Piove senza sosta. Provateci anche voi, entrate da Zucca, la porta della Galleria. Il mosaico con il pappagallo rosso verde e giallo, è sempre lì, sulla sinistra. Accertatevene. La temperatura no, ma l’umido in effetti è tropicale, il pappagallo gode di ottima salute. Guardatevi intorno e scoprirete: due altissime turiste norvegesi con una cartina di Milano in mano. Un capannello di 5-6 distinti ma tuttuguali ometti incravattati e pesantemente gessati. Una signora in pelliccia con una ruga che tradisce troppi bianchini. Un vecchio con il suo Borsalino che non beve soltanto, ma gusta. Elegante e invidiabile.
Ordinate un lavorato secco, solo uno, solo per voi. Campari, rabarbaro zucca, centerbe e soda. Spruzzato in dosi misteriose sopra una granita di ghiaccio tritato. Una fetta d’arancia. Bevete senza esagerare, studiate dal vecchio gesti e sorsate, che il lavorato non perdona. Forma e spessore del vostro bicchiere sono importanti ai fini della riuscita dell’aperitivo, quindi diffidate se non vi viene servito in una coppetta alta 10-12 cm, da un cameriere in giacca bianca.

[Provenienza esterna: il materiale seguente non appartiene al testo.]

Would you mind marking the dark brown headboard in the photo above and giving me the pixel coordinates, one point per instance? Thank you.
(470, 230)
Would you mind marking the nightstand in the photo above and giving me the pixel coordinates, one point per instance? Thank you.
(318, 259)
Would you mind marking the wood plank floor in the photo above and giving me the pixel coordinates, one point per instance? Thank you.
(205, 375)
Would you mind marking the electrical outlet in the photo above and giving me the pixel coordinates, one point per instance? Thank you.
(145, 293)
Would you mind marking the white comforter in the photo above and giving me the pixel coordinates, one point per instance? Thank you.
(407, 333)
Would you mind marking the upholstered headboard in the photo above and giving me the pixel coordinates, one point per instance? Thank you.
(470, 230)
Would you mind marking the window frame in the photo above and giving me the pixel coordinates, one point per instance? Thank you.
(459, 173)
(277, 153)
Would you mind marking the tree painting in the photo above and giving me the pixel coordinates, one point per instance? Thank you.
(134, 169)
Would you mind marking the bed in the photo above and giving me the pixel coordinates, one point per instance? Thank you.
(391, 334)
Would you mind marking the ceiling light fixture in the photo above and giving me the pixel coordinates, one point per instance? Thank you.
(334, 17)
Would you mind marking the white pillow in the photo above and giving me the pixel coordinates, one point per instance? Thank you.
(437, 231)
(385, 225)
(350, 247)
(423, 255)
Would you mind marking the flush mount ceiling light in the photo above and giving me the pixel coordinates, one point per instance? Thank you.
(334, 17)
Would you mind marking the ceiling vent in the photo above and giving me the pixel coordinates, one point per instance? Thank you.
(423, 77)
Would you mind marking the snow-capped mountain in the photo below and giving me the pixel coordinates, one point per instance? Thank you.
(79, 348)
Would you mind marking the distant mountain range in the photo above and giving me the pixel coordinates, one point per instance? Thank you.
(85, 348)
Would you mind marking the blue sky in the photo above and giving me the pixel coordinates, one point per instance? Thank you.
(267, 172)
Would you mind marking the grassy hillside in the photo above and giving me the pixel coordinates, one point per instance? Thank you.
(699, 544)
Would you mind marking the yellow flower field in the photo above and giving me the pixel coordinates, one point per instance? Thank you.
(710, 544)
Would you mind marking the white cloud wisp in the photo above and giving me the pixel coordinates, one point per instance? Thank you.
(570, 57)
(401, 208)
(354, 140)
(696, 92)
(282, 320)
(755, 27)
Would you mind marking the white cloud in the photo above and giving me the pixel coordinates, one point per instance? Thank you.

Dalla finestra del bicchiere, già dopo il primo lavorato, vedrete il Duomo di sguincio. Zuppo, struggente. Senza fretta, per una volta. Qua non c’è happy hour.
questa è la pausa pranzo? 🙂
torno oggi da Bologna: lì non c’è il sole, mai. Milano è addirittura molto meglio.
la galleria è elegantissima. l’ho fatta poche volte, tutto sommato; probabilmente mi ha sempre intimidito
adesso forse potrei bere con l’eleganza del vecchio, col borsalino, senza infatuarmi dell’intorno.
vaffanculo agli happy hour (ché poi si paga lo stesso, o anche di più).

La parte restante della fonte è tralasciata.